Today, let's discuss the reasons usually mentioned to prove why the good old loops are considered worse than using predefined structures of the standard library.
- If you have to write something a thousand times, there is a fair chance that you'll make some mistakes once in a while. On the other hand, if you use functions that were written before and used a million times, you won't face any bugs.
- Algorithms have a better performance
- Algorithms are more expressive
Are these points valid?
Loops are error-prone
Few are humble enough to admit this. "I'm not a moron, I can write a simple for loop that will break whenever an element is found."
Until you can't.
This is mostly not about your experience. It's about being human. If you do, you err. No matter what. You can put in place procedures that will limit the quantity and the scope of your mistakes, like having code reviews and unit tests, but you cannot eradicate the possibility of screwing it up.
Interestingly, these objections usually come from people who also complain that coding dojo exercises are too easy for them. People who claim cannot learn from refactoring the gilded rose.
Using a predefined structure, an algorithm is a lot about being humble and accept the wisdom of thousands if not millions.
Algorithms have a better performance
This is only partially true. If we speak about C++, functions in the <algorithms>
header are not optimized for corner cases. They are optimized for a certain portability between different systems and container types. You can use them on any STL container without knowing their exact type. As such, we cannot assume that they can take advantage of the characteristics of the underlying datasets. Especially that they don't operate directly on the containers, but through the iterators that give access to data behind. I say that we cannot assume, because in fact, very few people understand what is going on under the hoods of the compiler and you might find or write an implementation of the standard library that is much bigger than the usual ones, but optimized for each container type.

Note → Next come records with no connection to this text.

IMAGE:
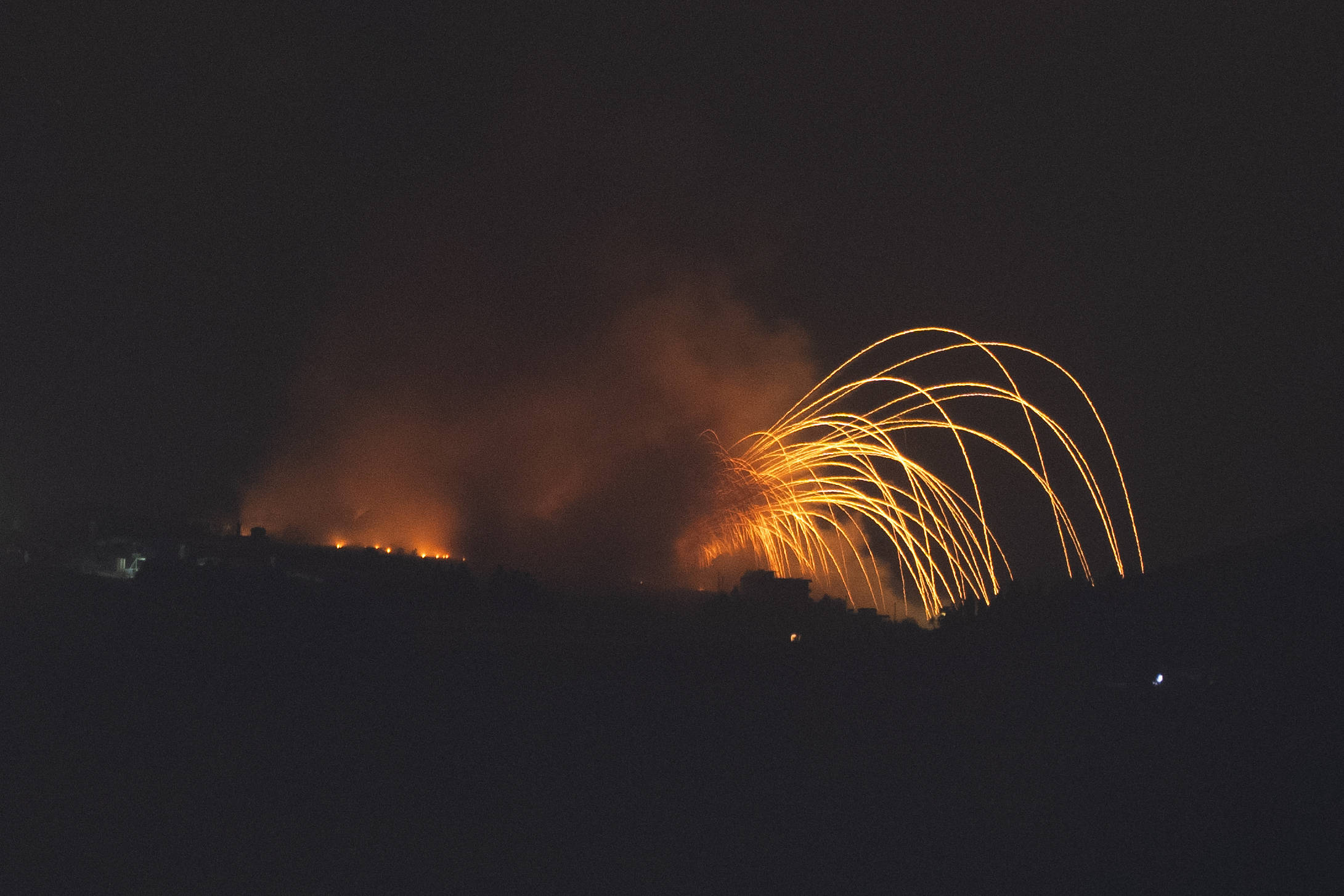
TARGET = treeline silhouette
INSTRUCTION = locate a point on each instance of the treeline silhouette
(251, 716)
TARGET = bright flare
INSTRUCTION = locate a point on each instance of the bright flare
(816, 492)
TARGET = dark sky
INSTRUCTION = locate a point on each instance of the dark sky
(1151, 197)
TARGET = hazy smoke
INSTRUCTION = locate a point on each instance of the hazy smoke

At the same time, chances are good that your for loops are not optimized either. And it's alright. Of course, as you write your loops, you are in control. You can optimize them, you can get the last cycles out of them. You cannot do the same with the already written functions of a library, even if it's the standard library.
But honestly, most probably you don't need those last drops of performance. If you do, you are in a small minority and probably the standard implementation of the STL is not for you. But there are others, like the Eastl focusing on performance.
In nominal cases, algorithms will provide better performance. In addition, since C++17 you can set execution policies for the algorithms of the standard library.
In short, just by passing an optional parameter to an algorithm, you can parallelize the execution of it.
It's that simple:
std::vector<int> v{0,9,1,8,2,7,3,6,4,5};
std::sort(std::par_unseq, v.begin(), v.end());
If you have access to the necessary hardware and compiler supporting parallel execution, try this new feature to have a better visibility on the possible performance gain!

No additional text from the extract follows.